MCP Server Knowledge Engine
Transforms PDF collections into a searchable knowledge base using TF-IDF indexing and proximity matching. It enables users to search documents, retrieve specific page content, and manage document libraries through natural language via MCP clients.
README
MCP Server Knowledge Engine
A powerful Model Context Protocol (MCP) server that transforms any PDF document collection into an intelligent, searchable knowledge base accessible through Claude Desktop. This server features advanced search capabilities using TF-IDF scoring, proximity matching, and domain-specific optimization.
🌟 Key Features
- 🔍 Advanced Search Engine: TF-IDF-based inverted index with proximity matching for highly relevant results
- 📄 Universal PDF Support: Process any PDF collection - technical docs, legal papers, research, and more
- ⚡ High Performance: Cached search index, incremental processing, and background initialization
- 🎯 Domain Optimization: Configure domain-specific keywords for enhanced search accuracy
- ⚙️ Fully Configurable: JSON-based configuration with environment variable support
- 🛠️ Comprehensive CLI: Complete server management through intuitive commands
- 🔗 Seamless MCP Integration: Ready-to-use with Claude Desktop, VS Code, and other MCP clients
- 📊 Smart Caching: MD5 hash-based change detection for efficient updates
📋 Quick Start
Prerequisites
- Python 3.8 or higher
- pip (Python package manager)
- Claude Desktop app (for MCP integration)
1. Installation
# Clone the repository
git clone https://github.com/lhstorm/mcp_server_knowledge_engine.git
cd mcp_server_knowledge_engine
# Create virtual environment (recommended)
python -m venv venv
source venv/bin/activate # On Windows: venv\Scripts\activate
# Install dependencies
pip install -r requirements.txt
2. Create Your Server
# Interactive setup
python manage_server.py create-config
# This will ask you for:
# - Server name (e.g., 'legal-docs-server')

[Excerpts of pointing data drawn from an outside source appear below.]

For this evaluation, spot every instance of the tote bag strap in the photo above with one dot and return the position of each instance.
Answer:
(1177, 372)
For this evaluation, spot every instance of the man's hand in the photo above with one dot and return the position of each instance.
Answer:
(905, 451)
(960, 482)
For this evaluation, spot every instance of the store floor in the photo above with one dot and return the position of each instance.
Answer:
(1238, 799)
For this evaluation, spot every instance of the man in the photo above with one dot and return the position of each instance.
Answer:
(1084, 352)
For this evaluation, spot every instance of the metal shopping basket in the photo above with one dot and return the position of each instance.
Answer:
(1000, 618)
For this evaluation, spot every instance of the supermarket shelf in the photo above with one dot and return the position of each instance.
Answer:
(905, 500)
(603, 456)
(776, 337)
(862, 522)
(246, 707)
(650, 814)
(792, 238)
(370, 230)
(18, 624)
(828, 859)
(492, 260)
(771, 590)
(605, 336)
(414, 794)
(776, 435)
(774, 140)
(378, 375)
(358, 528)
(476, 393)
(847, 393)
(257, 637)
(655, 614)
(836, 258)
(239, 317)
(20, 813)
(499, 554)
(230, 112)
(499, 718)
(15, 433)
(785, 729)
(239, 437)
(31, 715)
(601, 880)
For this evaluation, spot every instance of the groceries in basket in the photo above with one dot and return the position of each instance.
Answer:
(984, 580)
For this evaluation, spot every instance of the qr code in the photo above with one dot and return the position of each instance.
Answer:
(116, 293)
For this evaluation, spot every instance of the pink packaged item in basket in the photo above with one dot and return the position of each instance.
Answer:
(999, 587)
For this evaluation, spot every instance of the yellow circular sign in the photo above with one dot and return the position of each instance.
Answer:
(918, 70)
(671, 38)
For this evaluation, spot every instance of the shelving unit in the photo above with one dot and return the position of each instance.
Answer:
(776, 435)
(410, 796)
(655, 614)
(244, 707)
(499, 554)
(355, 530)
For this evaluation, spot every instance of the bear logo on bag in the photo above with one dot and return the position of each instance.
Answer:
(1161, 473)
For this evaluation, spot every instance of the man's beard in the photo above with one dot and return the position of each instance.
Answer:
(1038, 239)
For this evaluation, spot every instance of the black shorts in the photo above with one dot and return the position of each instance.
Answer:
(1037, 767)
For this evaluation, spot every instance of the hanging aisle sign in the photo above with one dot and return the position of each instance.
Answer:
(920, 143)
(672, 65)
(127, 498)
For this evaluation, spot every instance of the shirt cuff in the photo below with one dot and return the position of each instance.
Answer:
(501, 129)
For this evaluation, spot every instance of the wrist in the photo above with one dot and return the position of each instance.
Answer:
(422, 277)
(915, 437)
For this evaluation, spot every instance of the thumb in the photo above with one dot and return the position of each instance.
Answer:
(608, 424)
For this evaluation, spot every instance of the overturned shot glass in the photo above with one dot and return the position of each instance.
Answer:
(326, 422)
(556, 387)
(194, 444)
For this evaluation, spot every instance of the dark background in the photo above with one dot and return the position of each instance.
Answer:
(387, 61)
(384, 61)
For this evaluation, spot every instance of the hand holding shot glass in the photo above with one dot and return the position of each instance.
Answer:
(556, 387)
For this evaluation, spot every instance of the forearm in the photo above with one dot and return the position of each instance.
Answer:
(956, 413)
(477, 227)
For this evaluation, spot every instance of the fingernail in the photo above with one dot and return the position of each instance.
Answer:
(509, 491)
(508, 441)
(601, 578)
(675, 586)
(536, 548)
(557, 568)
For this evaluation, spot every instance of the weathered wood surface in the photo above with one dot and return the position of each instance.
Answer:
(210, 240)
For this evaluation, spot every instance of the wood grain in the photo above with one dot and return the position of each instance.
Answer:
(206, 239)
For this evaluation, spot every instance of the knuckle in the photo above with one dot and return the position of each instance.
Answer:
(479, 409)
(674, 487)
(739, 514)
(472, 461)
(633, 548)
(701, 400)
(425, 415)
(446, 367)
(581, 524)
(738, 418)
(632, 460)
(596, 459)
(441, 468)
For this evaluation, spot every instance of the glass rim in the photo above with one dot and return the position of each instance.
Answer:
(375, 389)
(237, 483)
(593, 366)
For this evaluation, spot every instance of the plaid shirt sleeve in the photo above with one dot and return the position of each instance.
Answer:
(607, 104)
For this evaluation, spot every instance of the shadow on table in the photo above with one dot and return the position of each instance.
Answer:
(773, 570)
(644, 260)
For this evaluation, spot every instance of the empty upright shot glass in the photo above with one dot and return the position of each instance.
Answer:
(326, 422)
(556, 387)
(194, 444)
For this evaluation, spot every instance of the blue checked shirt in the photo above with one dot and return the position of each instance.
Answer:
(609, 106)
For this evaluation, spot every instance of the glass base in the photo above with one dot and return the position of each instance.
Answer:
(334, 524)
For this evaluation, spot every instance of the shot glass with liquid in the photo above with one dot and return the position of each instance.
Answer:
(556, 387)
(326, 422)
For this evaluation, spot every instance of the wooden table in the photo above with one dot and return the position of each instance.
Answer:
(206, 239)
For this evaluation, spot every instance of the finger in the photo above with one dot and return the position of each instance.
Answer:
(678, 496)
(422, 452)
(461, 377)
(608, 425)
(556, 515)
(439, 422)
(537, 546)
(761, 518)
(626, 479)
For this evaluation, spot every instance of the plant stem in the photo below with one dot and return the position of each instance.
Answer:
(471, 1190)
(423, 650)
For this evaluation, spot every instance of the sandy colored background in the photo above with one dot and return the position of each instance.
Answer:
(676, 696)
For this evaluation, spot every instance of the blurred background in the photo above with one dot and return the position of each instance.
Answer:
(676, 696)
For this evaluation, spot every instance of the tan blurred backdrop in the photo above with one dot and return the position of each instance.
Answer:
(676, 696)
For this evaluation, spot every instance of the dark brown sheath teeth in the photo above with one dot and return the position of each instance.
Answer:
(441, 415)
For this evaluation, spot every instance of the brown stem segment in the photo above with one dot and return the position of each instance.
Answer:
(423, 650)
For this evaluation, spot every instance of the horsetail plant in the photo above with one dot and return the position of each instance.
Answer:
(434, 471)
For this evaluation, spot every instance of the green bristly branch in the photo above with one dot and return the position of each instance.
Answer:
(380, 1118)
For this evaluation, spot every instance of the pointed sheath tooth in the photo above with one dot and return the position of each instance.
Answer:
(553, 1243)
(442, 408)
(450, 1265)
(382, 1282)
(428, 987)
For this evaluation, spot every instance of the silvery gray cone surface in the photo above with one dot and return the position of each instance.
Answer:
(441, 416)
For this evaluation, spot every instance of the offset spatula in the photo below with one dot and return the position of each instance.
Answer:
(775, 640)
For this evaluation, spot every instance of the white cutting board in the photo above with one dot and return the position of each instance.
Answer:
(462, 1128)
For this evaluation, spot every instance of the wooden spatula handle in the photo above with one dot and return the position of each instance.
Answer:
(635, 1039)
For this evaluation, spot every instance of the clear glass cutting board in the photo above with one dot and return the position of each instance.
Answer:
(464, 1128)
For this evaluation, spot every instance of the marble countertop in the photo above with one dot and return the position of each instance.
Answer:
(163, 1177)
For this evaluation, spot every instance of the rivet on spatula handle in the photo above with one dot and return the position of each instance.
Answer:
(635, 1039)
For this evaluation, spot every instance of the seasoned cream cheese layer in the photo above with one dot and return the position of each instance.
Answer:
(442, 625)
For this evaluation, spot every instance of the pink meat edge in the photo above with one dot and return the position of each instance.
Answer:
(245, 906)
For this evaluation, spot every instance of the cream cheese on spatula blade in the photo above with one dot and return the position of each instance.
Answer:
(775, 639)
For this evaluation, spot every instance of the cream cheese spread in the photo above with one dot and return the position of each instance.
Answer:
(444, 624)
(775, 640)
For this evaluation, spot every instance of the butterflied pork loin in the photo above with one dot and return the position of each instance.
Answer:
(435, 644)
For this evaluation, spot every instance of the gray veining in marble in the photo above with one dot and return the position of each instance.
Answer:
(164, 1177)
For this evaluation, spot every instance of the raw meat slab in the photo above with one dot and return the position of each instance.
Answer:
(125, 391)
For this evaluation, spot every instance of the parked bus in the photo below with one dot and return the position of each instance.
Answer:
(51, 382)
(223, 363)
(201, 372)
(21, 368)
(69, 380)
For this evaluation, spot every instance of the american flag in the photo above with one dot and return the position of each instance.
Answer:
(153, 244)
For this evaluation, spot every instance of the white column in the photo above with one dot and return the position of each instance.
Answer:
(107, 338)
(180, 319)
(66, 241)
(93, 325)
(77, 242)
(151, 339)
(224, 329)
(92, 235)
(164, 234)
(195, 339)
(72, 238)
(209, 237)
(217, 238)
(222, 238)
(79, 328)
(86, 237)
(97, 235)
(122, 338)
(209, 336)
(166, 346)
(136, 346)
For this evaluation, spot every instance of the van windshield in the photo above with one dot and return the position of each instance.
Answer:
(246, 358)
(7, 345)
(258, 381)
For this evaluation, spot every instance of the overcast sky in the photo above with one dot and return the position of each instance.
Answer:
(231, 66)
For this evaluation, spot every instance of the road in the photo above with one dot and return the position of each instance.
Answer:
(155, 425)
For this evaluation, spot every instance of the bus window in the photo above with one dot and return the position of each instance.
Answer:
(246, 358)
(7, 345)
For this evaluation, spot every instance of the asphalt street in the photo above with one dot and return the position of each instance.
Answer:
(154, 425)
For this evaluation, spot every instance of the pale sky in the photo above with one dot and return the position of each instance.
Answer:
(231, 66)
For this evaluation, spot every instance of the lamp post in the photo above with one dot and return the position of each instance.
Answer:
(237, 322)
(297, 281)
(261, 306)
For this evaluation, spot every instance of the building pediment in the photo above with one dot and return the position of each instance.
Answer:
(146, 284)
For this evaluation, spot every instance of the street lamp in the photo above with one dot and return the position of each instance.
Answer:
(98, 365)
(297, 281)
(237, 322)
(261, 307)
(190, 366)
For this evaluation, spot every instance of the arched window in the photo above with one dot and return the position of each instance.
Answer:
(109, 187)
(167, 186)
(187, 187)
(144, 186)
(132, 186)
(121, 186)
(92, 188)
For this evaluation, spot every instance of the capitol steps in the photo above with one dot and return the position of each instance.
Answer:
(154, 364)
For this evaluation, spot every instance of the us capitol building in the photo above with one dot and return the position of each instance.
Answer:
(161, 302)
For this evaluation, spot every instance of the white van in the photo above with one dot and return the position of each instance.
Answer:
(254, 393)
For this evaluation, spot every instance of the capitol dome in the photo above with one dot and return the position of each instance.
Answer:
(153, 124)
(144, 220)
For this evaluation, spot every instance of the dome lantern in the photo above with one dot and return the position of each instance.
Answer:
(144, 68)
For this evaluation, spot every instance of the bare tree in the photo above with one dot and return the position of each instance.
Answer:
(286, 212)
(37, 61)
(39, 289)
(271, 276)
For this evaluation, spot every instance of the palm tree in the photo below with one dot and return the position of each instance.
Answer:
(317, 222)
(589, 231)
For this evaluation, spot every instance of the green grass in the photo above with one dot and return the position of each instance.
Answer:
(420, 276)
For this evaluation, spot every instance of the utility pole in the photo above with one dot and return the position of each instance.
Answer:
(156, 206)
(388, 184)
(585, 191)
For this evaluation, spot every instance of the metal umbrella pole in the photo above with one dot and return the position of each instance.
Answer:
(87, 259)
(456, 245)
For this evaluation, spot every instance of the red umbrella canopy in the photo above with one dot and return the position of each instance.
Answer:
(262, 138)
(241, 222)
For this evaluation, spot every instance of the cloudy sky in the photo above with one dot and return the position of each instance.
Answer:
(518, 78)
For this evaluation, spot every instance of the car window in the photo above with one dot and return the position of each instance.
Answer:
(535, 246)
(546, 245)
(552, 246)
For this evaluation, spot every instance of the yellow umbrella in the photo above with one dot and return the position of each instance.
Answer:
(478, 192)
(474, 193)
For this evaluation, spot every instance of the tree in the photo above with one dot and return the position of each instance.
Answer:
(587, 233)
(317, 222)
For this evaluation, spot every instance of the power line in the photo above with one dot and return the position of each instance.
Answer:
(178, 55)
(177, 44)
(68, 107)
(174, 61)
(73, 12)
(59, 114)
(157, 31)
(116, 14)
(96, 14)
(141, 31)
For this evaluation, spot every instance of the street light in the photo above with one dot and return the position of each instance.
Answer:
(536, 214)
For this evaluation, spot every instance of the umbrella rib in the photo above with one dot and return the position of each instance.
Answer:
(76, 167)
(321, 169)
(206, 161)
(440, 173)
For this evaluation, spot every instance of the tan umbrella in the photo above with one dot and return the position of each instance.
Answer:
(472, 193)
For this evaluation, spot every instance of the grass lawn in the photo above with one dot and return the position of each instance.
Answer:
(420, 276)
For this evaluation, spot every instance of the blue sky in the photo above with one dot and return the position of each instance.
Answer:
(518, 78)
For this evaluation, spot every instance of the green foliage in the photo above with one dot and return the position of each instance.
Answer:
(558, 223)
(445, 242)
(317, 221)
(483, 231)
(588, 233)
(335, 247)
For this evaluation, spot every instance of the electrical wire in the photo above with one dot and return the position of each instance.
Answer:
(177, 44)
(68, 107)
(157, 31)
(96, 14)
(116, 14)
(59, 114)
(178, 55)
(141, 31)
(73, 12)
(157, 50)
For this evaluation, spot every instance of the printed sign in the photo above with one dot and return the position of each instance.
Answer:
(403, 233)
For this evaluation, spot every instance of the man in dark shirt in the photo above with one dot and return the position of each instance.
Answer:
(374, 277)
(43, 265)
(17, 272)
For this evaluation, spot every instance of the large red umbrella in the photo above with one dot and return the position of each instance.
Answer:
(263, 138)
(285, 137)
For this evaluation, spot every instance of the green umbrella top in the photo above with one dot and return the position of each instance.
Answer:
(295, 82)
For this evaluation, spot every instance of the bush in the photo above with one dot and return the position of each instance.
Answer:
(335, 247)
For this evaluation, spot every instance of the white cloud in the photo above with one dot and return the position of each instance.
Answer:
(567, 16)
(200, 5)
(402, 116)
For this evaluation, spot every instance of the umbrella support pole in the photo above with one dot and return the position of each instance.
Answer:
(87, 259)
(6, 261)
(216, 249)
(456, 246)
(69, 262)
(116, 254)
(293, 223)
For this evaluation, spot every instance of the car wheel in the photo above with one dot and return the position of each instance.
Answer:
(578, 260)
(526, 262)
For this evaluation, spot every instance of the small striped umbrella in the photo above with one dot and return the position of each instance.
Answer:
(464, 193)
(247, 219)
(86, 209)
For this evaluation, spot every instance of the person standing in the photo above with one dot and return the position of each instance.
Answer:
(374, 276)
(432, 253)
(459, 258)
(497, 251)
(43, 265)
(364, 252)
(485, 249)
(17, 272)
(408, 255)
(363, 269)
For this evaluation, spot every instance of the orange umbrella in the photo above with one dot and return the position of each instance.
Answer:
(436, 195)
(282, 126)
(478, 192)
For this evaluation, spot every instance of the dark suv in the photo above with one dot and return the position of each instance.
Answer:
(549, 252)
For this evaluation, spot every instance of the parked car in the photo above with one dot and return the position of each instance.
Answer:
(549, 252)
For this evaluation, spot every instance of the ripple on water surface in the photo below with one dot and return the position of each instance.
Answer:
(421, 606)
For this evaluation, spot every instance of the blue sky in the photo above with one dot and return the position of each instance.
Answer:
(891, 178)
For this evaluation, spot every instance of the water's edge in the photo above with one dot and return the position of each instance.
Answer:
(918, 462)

# - Display name (e.g., 'Legal Documents Server')
# - PDF folder location
# - Domain-specific keywords
3. Add PDF Documents
# Add individual PDFs
python manage_server.py add-pdf /path/to/document.pdf
python manage_server.py add-pdf /path/to/another-doc.pdf
# Or copy PDFs directly to your configured folder
4. Process Documents
# Convert PDFs to searchable format
python manage_server.py process-pdfs
5. Generate MCP Configuration
# Generate configuration for Claude Desktop
python generate_mcp_config.py --merge
# Or get the config to copy manually
python generate_mcp_config.py
6. Start Using with Claude
Restart Claude Desktop and your server will appear in the MCP tools menu!
💬 Using with Claude Desktop
Once configured, you can interact with your PDFs naturally:
Example prompts:
- "Search for information about [topic] in the documentation"
- "What does the documentation say about [specific feature]?"
- "Find all references to [keyword] across all PDFs"
- "Show me the content of [document name]"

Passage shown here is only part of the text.